Часть 4
12 марта 2022 г. в 02:05
Кирк едва не урчит, пока торопливо уговаривает третью по счету кукурузу, что они отварили в старом жестяном ведре. Давно у него не было такого зверского аппетита и еще давнее не было настоящей, а не реплицированной еды. По локтям течет, он обжег язык, но какое же это блаженство, побыть безманерным сельским свинтусом, а не дипломатическим лицом на пышном банкете с пятью переменами блюд… Хотя Спок, похоже, ощущает себя именно на таком приеме.
Наколов початок на вилку, он аккуратно срезает зерна ножом и отодвигает их на тарелке в сторону, дожидаясь, пока те не перестанут исходить паром. И лишь затем отправляет их в рот, умудряясь при этом не произвести ни звяка при изящном зачерпывании… чайной ложкой.
— Боже, ну кто ж так ест кукурузу? Официально заявляю от лица всех айовских кукурузоедов, что это надругательство над и профанация продукта! Ты бы еще мизинец оттопырил, — возмущается Джим, ухитряясь в свою очередь продемонстрировать другой редкий навык — внятной речи с набитым ртом.
— С какой целью? — недоумевающе уточняет поднявший на него глаза Спок.
— Ты голоден? — отвечает Джим вопросом на вопрос.
— Очевидно, что да.
— Ну так ешь, а не лущи! Перед кем тут чиниться?

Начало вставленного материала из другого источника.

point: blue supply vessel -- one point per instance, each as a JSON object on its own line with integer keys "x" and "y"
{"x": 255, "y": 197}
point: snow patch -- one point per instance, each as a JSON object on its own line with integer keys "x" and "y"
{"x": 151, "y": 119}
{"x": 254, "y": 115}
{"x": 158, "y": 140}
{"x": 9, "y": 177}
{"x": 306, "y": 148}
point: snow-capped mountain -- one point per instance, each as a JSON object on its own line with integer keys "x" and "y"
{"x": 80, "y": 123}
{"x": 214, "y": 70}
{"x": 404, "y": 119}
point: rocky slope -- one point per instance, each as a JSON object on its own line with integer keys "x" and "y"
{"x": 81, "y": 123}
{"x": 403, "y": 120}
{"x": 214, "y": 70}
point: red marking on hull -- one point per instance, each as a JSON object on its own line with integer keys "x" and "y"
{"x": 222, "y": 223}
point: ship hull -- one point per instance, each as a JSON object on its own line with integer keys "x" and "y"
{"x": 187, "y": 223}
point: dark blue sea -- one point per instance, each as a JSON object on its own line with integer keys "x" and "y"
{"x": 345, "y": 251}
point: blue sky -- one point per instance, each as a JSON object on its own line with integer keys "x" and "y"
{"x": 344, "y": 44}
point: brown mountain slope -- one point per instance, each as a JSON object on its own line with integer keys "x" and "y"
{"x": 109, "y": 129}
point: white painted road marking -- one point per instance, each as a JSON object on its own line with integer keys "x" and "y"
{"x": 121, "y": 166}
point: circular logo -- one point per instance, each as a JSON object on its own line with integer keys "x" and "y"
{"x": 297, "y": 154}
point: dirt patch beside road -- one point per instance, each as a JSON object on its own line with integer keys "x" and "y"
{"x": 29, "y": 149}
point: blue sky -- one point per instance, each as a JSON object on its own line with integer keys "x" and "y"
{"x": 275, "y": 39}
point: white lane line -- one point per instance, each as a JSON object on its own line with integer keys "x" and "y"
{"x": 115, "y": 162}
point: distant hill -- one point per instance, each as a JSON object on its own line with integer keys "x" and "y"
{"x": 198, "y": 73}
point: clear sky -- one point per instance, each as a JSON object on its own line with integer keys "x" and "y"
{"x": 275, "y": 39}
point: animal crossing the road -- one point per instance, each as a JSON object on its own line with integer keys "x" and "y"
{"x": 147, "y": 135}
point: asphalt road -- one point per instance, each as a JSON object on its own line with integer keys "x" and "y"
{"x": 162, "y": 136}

Не уполовинивай себе радость: просто бери и вгрызайся, пока не остыло, — Кирк выбирает из вара новый початок, щедро посыпает его крупной солью и протягивает Споку. Тот берет его за концы бережно, как священную лируанскую скрижаль.
— Ну же, смелее! В поедании кукурузы нет и не должно быть эстетики. Есть голодный ты и есть початок. Смотри, — Джим для наглядности со смаком вонзается в свой кочан и звучно вбирает молочный сок. — Весь смысл в том, чтобы зерна забивались между зубов, и от соли ело губы, и чтобы шумно всасывать сок, пока он горячий. Понимаешь?
— Кажется, начинаю, — произносит тот, сделав на пробу первый нормальный укус. А за ним второй. И третий…
Кирк ни разу прежде не видел, чтобы вулканцы ели, прикрыв от удовольствия глаза, и мурчали. Джим любуется им. Просто ничего не может с собой поделать. Вот такой противоестественно естественный Спок, жмурящийся от наслаждения и собирающий языком приставшие крупинки соли с залеченной губы, невыносимо, по-домашнему прекрасен и уютен. И вот такого его каждый вечер имеет то ли счастье, то ли несчастье лицезреть на своей кухне Пайк...
Молодая, сладчайшая кукуруза внезапно начинает горчить, и к Кирку возвращается желание упиться в дымину. В бар, ему немедленно нужно в бар и выставить Спока, чтобы к возвращению надравшегося Кирка домой из воздуха выветрилось даже эхо, даже намек на это бархатистое рокотание, на эти доверчиво смеженные веки...
— Ты наелся? — резче, чем хотел бы, спрашивает Джим.
Спок распахивает глаза, с лица мгновенно сходит расслабленное выражение. Он снова нацепляет на себя эту фирменную вулканскую личину и сдержанно благодарит, отставляя тарелку:
— Вполне. Спасибо.
— Так я и поверил. Бери еще! — командует Кирк, запоздало пытаясь смягчить жесткий приказной тон кривовато сооруженным подобием улыбки. Вот только отчего-то удерживать этот гребаный смайлик на зацелованных Споком губах оказывается ой как непросто...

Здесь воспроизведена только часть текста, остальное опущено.